Typing is efficient, but handwriting is personal. Your letters carry your quirks — the loop you add to your “y”, the way your writing slants when you’re tired, the smudge from where you paused to think. It’s an imprint of you in that exact moment.

Research backs this up. Studies have found that handwriting strengthens memory, boosts creativity and engages parts of the brain that typing doesn’t. For children, writing by hand improves literacy, fine motor skills and the ability to organise thoughts. For adults, it can slow the mind just enough to help us think more clearly.


Why we still need it in a tech-first world

The pace of technology is only going to get faster. Our communication is becoming shorter, more instant, more disposable. iPads or laptops are in every classroom. That makes handwritten words feel even more meaningful — because they last.

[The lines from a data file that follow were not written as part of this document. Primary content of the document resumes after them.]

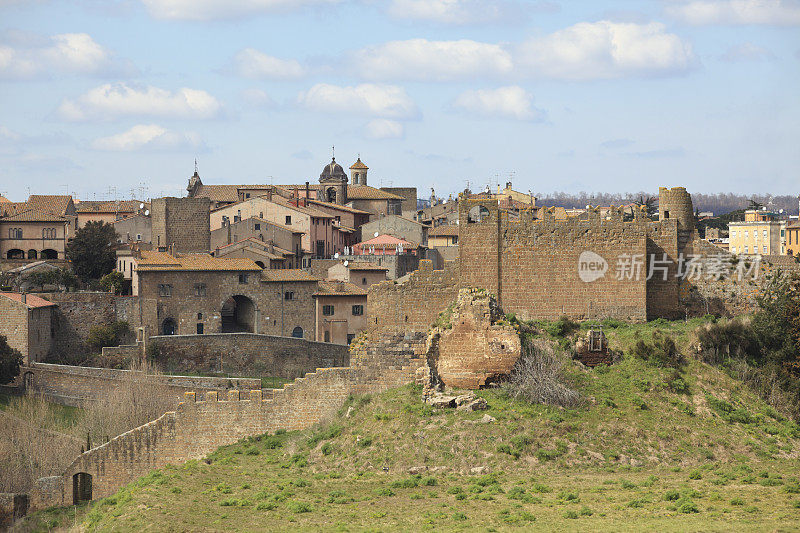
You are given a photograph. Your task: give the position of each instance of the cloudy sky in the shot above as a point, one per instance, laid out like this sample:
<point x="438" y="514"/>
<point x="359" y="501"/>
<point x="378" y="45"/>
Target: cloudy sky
<point x="104" y="98"/>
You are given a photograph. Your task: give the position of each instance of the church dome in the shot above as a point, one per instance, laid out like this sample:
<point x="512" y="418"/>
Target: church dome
<point x="333" y="171"/>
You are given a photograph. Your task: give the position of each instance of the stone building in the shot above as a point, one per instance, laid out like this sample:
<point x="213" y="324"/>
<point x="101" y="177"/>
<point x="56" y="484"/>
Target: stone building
<point x="37" y="229"/>
<point x="340" y="311"/>
<point x="27" y="324"/>
<point x="397" y="226"/>
<point x="181" y="224"/>
<point x="360" y="273"/>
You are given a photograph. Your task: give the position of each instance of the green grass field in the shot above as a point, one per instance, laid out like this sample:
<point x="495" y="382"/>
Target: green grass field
<point x="637" y="456"/>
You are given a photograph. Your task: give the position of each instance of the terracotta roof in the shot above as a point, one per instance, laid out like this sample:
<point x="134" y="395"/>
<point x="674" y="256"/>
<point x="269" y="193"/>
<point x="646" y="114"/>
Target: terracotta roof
<point x="51" y="203"/>
<point x="287" y="274"/>
<point x="162" y="261"/>
<point x="364" y="265"/>
<point x="34" y="215"/>
<point x="31" y="301"/>
<point x="365" y="192"/>
<point x="450" y="230"/>
<point x="124" y="206"/>
<point x="384" y="241"/>
<point x="339" y="288"/>
<point x="358" y="165"/>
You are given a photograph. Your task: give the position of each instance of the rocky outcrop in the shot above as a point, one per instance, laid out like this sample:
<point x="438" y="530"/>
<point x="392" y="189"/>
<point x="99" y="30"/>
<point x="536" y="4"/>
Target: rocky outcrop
<point x="471" y="344"/>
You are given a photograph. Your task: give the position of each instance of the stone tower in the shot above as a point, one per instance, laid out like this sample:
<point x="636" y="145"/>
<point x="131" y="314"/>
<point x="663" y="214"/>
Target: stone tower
<point x="333" y="183"/>
<point x="358" y="173"/>
<point x="676" y="203"/>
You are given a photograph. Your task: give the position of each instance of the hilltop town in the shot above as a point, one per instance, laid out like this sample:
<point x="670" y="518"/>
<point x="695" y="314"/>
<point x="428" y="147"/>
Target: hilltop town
<point x="249" y="309"/>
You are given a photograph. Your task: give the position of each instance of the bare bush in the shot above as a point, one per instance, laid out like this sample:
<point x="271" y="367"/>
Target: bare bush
<point x="136" y="400"/>
<point x="30" y="446"/>
<point x="538" y="377"/>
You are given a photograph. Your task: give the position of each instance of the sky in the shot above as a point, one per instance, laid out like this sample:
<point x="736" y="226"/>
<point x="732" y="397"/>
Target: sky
<point x="110" y="99"/>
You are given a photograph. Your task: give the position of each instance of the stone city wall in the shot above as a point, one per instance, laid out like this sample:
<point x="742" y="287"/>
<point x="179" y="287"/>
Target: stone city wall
<point x="246" y="354"/>
<point x="76" y="385"/>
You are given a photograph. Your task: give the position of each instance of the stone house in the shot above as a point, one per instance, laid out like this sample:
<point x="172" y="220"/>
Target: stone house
<point x="397" y="226"/>
<point x="27" y="324"/>
<point x="359" y="273"/>
<point x="285" y="238"/>
<point x="318" y="240"/>
<point x="340" y="311"/>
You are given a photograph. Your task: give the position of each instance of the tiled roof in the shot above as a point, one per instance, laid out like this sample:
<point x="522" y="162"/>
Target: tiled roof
<point x="34" y="215"/>
<point x="383" y="241"/>
<point x="124" y="206"/>
<point x="30" y="300"/>
<point x="339" y="288"/>
<point x="287" y="274"/>
<point x="364" y="265"/>
<point x="358" y="165"/>
<point x="446" y="230"/>
<point x="365" y="192"/>
<point x="162" y="261"/>
<point x="51" y="203"/>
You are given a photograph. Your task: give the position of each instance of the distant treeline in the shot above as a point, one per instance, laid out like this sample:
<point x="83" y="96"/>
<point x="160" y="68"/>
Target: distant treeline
<point x="719" y="203"/>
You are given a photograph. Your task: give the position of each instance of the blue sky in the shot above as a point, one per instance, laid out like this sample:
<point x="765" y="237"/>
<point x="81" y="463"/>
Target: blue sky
<point x="571" y="96"/>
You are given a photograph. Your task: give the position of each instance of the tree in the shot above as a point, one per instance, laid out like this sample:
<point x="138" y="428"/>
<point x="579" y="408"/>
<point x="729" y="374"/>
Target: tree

When my kids and I pass our journal back and forth, we’re creating something tangible. Their handwriting today will look different in a year, and in five years different again. My notes to them carry my voice in a way that no text message ever could.


A renaissance is coming

I’m clearly not anti-digital. I use apps to keep my life running, video calls to stay connected, and AI tools in my work. But I believe that as the digital world accelerates, we’ll see a renewed appetite for slow, analogue connection. We’ll seek out the tactile to balance the instant.

For me, handwriting is part of that. It’s a way to anchor ourselves, to create keepsakes and to connect more deeply with each other.


My advice?

Don’t save handwriting for the “special” moments. Use it for the everyday — a note in your child’s lunchbox, a scribbled reminder on the fridge, a shared journal you both add to over time. These little touches don’t just communicate words; they communicate care.